Commercial Real Estate Terms Glossary
Here is the list of commercial real estate terms in alphabetical order with their definitions:
Acquisition: The purchase of a property or business.
Amortization: The process of paying off a debt with periodic payments, such as a mortgage.
Appraisal: An estimate of a property's value, typically performed by a licensed professional.
Appreciation: An increase in the value of a property.
Bridge loan: A short-term loan used to finance the purchase of a new property while the borrower is waiting for their existing property to sell.
Buyer representation agreement: A contract between a buyer and a real estate agent outlining the terms of the agent's representation of the buyer in the purchase of a property.
Capitalization rate (Cap rate): The rate of return expected on a real estate investment, calculated by dividing the net operating income by the property's value.
Closing: The final step in a real estate transaction, where the title is transferred to the buyer and the property is officially sold.
Closing costs: Fees and expenses associated with the purchase of a property, such as title insurance, attorney fees, and lender fees.
Commercial lease: A lease agreement for the rental of commercial property, such as an office building or retail space.
Contingency: A condition that must be met before a real estate contract is considered valid.
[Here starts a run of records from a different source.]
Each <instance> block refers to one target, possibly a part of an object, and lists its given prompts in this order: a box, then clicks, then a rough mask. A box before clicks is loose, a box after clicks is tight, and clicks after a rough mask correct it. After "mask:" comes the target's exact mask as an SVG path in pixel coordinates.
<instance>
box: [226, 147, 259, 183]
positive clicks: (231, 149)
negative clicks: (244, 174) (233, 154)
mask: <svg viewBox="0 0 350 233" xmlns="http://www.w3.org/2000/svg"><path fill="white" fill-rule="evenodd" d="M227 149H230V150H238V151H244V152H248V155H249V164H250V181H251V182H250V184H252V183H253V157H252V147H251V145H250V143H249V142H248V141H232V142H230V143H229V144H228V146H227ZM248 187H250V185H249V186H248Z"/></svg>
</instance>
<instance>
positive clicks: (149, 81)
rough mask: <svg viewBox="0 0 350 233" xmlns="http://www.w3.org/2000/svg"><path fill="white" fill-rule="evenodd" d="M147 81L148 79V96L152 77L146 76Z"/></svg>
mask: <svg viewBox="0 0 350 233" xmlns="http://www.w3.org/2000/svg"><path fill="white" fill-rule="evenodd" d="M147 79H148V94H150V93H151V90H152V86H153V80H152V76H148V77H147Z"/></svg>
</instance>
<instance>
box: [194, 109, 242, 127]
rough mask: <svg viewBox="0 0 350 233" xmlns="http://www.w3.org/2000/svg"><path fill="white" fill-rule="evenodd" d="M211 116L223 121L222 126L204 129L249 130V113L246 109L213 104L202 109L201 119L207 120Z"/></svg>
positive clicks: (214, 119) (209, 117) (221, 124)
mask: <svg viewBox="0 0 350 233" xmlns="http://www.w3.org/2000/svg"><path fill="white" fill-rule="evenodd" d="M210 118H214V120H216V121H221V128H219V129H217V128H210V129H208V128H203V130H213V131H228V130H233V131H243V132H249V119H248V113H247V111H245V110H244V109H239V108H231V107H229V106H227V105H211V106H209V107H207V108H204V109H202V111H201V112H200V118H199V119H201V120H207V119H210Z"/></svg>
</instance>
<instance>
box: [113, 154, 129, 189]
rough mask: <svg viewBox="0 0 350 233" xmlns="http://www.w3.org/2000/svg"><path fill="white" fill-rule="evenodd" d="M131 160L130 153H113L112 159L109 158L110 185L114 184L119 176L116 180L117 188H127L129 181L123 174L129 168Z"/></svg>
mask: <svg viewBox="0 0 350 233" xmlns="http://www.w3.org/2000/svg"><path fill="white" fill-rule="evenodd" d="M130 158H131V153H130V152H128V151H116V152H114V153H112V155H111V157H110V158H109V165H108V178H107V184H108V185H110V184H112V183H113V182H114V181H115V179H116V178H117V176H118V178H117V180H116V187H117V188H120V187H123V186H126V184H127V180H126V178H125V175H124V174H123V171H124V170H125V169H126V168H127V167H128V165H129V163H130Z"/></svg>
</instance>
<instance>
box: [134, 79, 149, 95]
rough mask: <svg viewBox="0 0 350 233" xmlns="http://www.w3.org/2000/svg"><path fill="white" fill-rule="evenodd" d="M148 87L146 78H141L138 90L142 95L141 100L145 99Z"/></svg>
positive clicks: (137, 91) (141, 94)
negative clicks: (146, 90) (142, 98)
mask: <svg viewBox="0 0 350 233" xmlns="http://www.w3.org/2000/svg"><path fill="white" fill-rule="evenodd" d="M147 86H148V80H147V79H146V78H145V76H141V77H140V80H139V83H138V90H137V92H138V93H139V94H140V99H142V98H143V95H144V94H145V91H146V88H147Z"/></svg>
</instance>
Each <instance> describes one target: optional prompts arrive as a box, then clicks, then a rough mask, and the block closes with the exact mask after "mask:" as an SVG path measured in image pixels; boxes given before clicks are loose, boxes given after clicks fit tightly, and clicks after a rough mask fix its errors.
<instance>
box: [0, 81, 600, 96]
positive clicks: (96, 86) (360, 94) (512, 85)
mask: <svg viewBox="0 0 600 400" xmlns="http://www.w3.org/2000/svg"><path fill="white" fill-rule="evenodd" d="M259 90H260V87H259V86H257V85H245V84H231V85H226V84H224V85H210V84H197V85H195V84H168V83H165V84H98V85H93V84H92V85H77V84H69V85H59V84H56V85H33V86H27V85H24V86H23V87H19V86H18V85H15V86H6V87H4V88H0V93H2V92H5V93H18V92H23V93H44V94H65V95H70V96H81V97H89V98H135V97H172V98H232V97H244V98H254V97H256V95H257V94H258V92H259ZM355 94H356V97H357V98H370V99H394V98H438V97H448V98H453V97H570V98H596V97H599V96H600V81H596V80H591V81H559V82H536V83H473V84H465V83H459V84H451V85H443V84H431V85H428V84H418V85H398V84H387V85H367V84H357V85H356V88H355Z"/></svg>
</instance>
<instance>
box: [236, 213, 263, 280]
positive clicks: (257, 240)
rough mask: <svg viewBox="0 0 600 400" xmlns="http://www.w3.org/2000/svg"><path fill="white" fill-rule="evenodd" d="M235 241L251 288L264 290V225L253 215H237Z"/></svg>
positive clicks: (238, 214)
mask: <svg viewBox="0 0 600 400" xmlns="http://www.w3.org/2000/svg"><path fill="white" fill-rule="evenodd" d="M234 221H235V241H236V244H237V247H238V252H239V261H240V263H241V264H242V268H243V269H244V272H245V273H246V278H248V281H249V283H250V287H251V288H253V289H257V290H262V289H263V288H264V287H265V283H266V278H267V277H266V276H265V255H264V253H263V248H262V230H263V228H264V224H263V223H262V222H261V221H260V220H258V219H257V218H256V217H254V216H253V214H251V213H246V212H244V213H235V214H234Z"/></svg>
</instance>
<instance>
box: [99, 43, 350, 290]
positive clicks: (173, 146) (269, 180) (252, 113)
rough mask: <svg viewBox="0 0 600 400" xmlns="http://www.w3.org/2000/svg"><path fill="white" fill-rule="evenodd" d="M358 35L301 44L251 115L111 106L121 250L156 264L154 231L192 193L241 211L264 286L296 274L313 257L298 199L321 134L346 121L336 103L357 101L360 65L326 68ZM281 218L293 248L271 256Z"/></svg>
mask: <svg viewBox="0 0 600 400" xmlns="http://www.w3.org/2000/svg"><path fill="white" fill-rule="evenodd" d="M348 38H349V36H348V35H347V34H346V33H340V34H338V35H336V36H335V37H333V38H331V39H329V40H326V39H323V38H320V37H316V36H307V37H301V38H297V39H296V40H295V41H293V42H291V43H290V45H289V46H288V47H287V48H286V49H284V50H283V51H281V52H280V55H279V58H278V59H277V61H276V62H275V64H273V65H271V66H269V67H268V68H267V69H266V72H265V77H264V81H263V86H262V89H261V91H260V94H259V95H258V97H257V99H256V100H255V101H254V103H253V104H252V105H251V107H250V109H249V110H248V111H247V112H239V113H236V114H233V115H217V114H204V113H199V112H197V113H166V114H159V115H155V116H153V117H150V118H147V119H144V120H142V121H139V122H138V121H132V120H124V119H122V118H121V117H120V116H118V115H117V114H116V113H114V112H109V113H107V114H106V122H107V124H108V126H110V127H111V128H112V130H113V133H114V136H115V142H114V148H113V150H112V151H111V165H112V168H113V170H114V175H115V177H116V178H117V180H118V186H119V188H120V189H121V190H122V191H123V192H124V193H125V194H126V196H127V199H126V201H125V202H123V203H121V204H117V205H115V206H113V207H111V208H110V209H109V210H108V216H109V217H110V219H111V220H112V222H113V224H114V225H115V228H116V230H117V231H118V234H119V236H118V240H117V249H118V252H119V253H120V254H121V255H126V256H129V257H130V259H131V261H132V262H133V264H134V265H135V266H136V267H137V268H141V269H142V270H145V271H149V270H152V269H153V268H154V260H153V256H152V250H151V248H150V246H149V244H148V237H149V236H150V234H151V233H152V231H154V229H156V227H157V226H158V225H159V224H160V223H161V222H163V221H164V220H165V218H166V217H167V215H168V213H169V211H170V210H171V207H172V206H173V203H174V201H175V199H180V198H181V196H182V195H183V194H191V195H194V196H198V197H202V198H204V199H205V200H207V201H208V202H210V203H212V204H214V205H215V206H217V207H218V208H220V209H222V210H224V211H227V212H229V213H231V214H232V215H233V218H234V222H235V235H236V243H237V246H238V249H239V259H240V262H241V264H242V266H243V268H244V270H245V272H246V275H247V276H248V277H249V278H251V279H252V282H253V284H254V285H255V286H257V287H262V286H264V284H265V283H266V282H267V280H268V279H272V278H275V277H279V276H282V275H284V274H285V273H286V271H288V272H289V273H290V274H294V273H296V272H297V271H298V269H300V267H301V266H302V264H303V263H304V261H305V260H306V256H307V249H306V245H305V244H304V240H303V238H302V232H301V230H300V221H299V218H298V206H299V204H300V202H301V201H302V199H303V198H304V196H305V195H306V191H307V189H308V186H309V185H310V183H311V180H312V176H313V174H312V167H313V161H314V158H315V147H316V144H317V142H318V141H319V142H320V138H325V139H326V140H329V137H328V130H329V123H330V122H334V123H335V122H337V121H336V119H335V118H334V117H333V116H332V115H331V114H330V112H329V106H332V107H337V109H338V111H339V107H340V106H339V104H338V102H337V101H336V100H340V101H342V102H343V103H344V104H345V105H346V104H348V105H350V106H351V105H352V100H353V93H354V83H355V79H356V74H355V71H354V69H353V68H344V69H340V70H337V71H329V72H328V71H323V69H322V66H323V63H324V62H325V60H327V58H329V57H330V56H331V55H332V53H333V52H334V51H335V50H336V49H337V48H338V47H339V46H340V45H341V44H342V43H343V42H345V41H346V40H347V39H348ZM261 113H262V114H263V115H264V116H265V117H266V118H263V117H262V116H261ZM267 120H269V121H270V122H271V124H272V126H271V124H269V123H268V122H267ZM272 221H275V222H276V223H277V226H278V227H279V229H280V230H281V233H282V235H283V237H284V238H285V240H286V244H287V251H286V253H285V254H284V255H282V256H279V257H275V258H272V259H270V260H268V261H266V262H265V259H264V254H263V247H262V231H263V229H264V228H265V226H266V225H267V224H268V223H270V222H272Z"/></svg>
Debt service coverage ratio (DSCR): A measure of a property's ability to generate income sufficient to cover its debt payments.
Debt-to-income ratio (DTI): The ratio of a borrower's monthly debt payments to their monthly income.
Depreciation: A decrease in the value of a property due to wear and tear, obsolescence, or other factors.
Due diligence: The process of evaluating a potential investment or product to confirm all facts, such as reviewing financial records and contracts.
Earnest money deposit: A deposit made by a buyer to show their good faith in a real estate transaction.
Eminent domain: The power of the government to take private property for public use, with compensation to the owner.
Encumbrance: A claim against a property, such as a mortgage or lien.
Equity: The ownership interest in a property, calculated as the difference between the property's value and the amount of debt outstanding on it.
Escrow: A financial arrangement in which a third party holds and regulates payment of the funds required for two parties involved in a given transaction.
Feasibility study: An analysis of the potential success of a proposed project, taking into account factors such as market demand and financing.
Foreclosure: The legal process by which a lender repossesses a property due to the borrower's failure to make mortgage payments.
Homeowners association (HOA): An organization that manages a community of homes and common areas.
Indemnification: A promise to compensate someone for losses or damages incurred.
Joint venture: A business arrangement in which two or more parties work together on a specific project or business venture.
Leasehold: A type of property ownership in which the owner holds a lease for a certain period of time, rather than owning the property outright.
Leasehold improvement: Alterations or improvements made to a leased property by the tenant.
Leverage: The use of borrowed money to increase the potential return on an investment.
Lien: A legal claim against a property that must be satisfied before the property can be sold.
Listing agreement: A contract between a property owner and a real estate agent authorizing the agent to represent the owner in the sale of the property.
Liquidation: The process of converting assets, such as real estate, into cash.
Load factor: The percentage of leased space in a building compared to the total available space.
Market analysis: A study of the supply and demand for real estate in a particular area.
Net operating income (NOI): The income generated by a property after operating expenses have been deducted.
Offer to purchase: A written proposal to buy a property at a specified price.
Option agreement: A contract that gives the holder the right, but not the obligation, to buy or sell a property at a specified price within a certain timeframe.
Real estate investment trust (REIT): A company that owns and operates income-generating real estate assets and is required to distribute at least 90% of its taxable income to shareholders.
Tenant improvement allowance: An amount of money offered by a landlord to a tenant to cover the cost of improvements to a leased space.
Zoning: The regulation of the use and development of land in a particular area.